Deb Owen has two terrific, related posts this week on her “8 hours & a lunch: a search for balance & sanity” blog. (As an aside, she happens to be unmarried and childless, in case you thought that working moms were the only ones looking for those two things!)
Tuesday’s post concerning making “gratitude” a daily practice is a reminder that it’s worth remembering – often – that while we spend a lot of our time and energy going after what we don’t have, or bitching about what we can’t have, we can forget to appreciate what we do have. It may sound Pollyanna-ish, especially if it looks like we don’t have very much – and in that case, you might try looking at it from a relative perspective (“At least I’m not as bad off as so-and-so…”) – but we probably have more than we realize. Deb’s suggestion that we take a few minutes every day to be grateful isn’t really radical, or even new, as she acknowledges – the “Gratitude Journal” was first popularized in the book Simple Abundance in the mid-1990’s – but she suggests that it’s potentially life-changing.
let me make a suggestion. take five minutes. just start with five. get up and be grateful. breathe. think of five things that are just great in your life. think of the people in your life to be grateful for. it will absolutely change your entire day. think of the roof over your head, your new iPhone, the dog (or cat, if you must). if you’re having that bad of a time of it right now, then just be grateful that you’re breathing! be grateful for what you have right here, right now. and breathe.
“gratitude is the memory of the heart.” it’s remembering all the times that things have gone right. it’s remembering all the good things that people have done for you. it’s remembering your family taking care of you when you were sick or that friend that reminded you that you are beautiful just when you needed it. it’s remembering every smile that meant something or the guy that held the door open for you at the gas station or that time that you felt that sense of accomplishment finishing a big task.

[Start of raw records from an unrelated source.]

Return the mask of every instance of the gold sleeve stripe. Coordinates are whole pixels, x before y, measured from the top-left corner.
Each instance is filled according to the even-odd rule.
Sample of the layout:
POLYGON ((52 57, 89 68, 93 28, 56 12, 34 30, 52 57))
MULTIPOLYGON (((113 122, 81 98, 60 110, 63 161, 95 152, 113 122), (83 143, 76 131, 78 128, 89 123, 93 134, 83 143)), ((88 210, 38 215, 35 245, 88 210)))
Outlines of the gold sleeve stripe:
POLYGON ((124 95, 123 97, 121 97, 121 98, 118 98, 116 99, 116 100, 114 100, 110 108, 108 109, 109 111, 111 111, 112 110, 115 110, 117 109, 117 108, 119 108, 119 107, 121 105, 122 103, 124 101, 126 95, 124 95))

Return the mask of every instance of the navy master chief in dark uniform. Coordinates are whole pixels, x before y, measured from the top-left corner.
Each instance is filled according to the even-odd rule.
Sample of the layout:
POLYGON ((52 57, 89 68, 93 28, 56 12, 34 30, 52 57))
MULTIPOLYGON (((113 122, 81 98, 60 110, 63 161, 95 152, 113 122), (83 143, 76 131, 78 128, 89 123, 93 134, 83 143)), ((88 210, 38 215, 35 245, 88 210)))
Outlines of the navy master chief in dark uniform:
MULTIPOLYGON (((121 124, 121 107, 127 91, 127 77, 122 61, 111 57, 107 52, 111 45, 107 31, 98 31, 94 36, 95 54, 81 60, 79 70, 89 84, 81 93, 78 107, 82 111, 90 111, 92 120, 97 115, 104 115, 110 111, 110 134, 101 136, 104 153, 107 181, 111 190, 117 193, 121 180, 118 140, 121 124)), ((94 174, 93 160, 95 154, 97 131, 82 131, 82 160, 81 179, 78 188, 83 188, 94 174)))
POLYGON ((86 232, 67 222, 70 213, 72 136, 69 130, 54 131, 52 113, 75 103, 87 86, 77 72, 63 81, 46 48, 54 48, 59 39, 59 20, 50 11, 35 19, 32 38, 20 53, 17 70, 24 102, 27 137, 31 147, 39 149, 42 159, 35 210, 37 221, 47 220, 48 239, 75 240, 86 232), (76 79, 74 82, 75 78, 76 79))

every major religion and even the spirituality crowd all talk about the benefits of gratitude. gratitude will lower your blood pressure. gratitude will also change your approach and make you more open. gratitude, it turns out, is the starting point for other things coming into your life. gratitude will also get you closer to silence, and to being able to hear that intuition that will tell you exactly what the next steps to take are.
five minutes. just to take a moment and be grateful in whatever way works for you.
Wednesday’s post is a companion piece emphasizing that appreciating what you have is not the same as settling, if what you have isn’t really what you want in your life – the post is titled “it’s called gratitude, not groveling (do. not. settle.).” Being “grateful” that we have anything at all, because we don’t feel like worthy of any more, isn’t what we’re after here – it’s how we become stuck and unhappy. At some level we know that, because we’ve chosen it, even though usually it’s one of those situations where it feels like we don’t have any choice, and that’s how we got there in the first place. She also makes an important distinction between compromise, which can be a perfectly valid short-term solution, and settling, which is pretty much giving up.
gratitude is not about settling. you know how it happens. we get tired. we give up, if only a little…and then we decide to settle. that’s right. we decide to. we choose to. that realization can hurt. because it puts the responsibility squarely on our shoulders for where our lives are at that moment. but it’s the truth. we choose to settle. and settling is just a form of giving up.
you know how it happens, we choose to ignore that little voice..we get into the marriage or into the job, and we convince ourselves that we are so unworthy that we should be grateful to have anything at all. and we sit there. stuck. unhappy. wondering.
we wonder what we could do if we tried. we wonder what it would have been like to take a different path. and now that we’re on the wrong one and unwilling to move, frozen in fear of losing what we didn’t really want in the first place, we become more and more entrenched in a life not meant for us.
compromise. yes. take the job that isn’t the job if it’s a stepping stone to get you where you want to be. if it provides experience or education that leads you in the direction you want to go, then take it….for now. but don’t give up.
I can see how the “gratitude practice” might lead to complacency if you think you’re life’s pretty good, but I think what Deb’s two posts are trying to put across is that it can be truly empowering and inspiring, and I’m going to give it a try. Especially now, I have much more to be grateful for in my life than I’ve had for a long time.